Fizikçi, matematikçi, kimyacı, jeolog ve antropologdan oluşan bir heyetin araştırma
yaptıkları arazide birden yaz yağmuru başlar. Hemen yakında ki bir eve sığınırlar. Ev
sahibi konuklarını içeri buyur edip hoş sohpet ettikten sonra onlardan izin ister, Bir
şeyler hazırlamak için mutfağa geçer. Ev sahibi yanlarından ayrılınca hepsinin
dikkatini çeken odadaki soba üzerinde sohbete başlarlar. Soba yerden bir metre kadar
yukarıda, altındaki dizili taşların üzerindedir.
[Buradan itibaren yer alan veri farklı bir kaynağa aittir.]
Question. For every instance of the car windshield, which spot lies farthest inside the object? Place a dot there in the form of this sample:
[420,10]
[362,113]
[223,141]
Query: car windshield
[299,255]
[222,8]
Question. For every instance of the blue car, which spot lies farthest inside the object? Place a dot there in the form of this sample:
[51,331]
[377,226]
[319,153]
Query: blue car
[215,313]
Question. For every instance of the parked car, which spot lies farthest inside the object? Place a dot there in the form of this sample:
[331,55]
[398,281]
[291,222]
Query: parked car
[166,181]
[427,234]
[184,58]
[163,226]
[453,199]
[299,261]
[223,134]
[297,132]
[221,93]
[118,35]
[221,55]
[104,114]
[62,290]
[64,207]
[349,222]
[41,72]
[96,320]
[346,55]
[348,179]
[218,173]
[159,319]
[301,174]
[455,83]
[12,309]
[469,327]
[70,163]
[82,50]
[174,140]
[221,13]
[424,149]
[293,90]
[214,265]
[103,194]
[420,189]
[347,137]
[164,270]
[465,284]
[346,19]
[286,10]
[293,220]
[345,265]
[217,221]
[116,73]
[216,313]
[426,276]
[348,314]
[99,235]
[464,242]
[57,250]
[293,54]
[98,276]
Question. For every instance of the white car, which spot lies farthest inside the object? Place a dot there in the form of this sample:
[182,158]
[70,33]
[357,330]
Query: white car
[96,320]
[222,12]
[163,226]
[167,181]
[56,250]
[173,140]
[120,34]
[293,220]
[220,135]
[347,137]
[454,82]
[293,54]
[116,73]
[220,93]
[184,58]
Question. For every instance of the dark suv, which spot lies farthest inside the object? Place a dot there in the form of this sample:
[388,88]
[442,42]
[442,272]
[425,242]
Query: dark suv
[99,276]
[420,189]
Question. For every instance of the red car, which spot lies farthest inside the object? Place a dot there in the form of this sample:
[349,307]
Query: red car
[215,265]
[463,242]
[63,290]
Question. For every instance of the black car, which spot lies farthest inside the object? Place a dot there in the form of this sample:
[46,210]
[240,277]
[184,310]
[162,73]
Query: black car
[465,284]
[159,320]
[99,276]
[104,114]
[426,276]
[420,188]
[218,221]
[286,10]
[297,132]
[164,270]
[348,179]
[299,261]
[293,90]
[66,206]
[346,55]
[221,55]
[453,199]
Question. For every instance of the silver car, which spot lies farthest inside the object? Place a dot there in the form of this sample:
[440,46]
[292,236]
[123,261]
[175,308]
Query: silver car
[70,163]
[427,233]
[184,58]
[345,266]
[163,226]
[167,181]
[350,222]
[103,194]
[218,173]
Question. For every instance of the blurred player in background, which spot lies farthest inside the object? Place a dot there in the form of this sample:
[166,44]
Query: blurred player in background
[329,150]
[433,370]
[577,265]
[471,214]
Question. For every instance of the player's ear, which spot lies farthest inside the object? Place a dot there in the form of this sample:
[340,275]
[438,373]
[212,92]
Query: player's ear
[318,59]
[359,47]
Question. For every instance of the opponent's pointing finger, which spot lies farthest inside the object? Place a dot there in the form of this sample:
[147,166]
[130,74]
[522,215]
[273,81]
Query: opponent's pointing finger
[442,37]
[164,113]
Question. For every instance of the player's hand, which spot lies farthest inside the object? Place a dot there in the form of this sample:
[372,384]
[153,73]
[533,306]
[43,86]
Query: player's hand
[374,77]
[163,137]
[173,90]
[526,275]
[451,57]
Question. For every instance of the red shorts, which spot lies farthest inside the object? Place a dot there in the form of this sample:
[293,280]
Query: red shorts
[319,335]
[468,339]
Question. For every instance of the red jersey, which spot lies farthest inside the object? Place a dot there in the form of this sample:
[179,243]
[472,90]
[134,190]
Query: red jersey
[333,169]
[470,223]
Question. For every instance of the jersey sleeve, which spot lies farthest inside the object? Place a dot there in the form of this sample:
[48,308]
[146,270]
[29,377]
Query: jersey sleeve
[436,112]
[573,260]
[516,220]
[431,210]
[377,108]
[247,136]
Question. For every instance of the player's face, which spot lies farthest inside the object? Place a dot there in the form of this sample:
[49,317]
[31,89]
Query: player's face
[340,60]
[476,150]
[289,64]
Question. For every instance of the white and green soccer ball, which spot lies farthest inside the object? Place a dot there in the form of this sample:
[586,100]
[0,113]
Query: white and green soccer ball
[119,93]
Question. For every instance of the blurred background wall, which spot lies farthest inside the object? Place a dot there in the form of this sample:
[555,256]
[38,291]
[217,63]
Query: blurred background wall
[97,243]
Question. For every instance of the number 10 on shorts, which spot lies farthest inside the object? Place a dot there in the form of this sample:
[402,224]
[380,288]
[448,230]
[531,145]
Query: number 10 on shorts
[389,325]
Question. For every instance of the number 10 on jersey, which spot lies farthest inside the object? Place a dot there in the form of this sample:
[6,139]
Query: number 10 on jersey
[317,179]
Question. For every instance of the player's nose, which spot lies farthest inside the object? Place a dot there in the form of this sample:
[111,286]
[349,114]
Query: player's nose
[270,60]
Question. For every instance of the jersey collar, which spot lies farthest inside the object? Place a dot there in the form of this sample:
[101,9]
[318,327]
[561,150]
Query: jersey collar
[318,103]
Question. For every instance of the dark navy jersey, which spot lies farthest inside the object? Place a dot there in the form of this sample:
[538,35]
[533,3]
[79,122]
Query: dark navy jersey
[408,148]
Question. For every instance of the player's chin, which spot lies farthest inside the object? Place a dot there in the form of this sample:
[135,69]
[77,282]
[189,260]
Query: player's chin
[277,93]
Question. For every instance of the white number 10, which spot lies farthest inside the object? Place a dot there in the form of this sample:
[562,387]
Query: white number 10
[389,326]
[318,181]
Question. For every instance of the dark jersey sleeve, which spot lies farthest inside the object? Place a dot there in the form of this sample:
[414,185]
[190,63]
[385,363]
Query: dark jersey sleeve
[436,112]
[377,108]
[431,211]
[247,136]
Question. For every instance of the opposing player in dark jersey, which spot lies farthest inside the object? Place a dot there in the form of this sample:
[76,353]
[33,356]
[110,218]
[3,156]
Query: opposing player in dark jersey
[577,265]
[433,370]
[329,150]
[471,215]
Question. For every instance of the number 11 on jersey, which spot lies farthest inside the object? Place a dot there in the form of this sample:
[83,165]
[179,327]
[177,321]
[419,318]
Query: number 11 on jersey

Sobanın niçin böyle kurulmuş
olabileceğine dair sohpet kısa bir zaman içinde tartışmaya dönüşür. Kimyacı: “Adam
sobayı yükselterek aktivasyon enerjisini düşürmüş, böylece daha kolay yakmayı
amaçlamış”; Fizikçi: “Adam sobayı yükselterek konveksiyon yoluyla odanın daha
kısa sürede ısınmasını sağlamak istemiş”; Jeolog: “Burası tektonik hareketlilik
bölgesi olduğundan, herhangi bir deprem anında sobanın taşların üzerine yıkılmasını
sağlayarak yangın olasılığını azaltmayı amaçlamış”; Matematikçi: “Sobayı odanın
geometrik merkezine kurmuş, böylece de odanın düzgün bir şekilde ısınmasını
sağlamış”; Antropolog: “Adam ilkel topluluklarda görülen ateşe tapmanın daha hafif
biçimi olan ateşe saygı nedeniyle sobayı yukarı kurmuş.” der.
Bu sırada ev sahibi misafirlerine ayran yapmış olarak odaya girer. Misafirlere
ayranları dağıttıktan sonra misafirlerin en yaşlısı olan fizikçi: “Siz ayran yaparken biz
aramızda sizin sobanın altını besleyerek yukarı kaldırmanızın nedenini tartıştık ve bir
karara varamadık. Bu konuda bizi bilgilendirirseniz memnun oluruz” dediğinde ev
sahibi hafifçe tebessüm ederek cevap verir: “Boru yetmedi efendim!”
Sizin anlayacağınız insanları anlamak zordur. Herkes olaylara kendi merkezinden
bakar. Doğal olarak “kendi merkezli” görür. Ne kadar farklı bakarsak bakalım, ortak
paydamız; benci insan olmamızdır. Oysa her insanın, insanlığa karşı yapması gereken
bir borcu vardır. O’da “hoşgörü ve adalettir.” Adaletin ve hoşgörünün olmadığı
toplumlar da; biz de olduğu gibi, olaylara bakışımız hep kendi çıkarımız üzerine
olmuştur. Onun için de iki yakamız bir araya gelmiyor.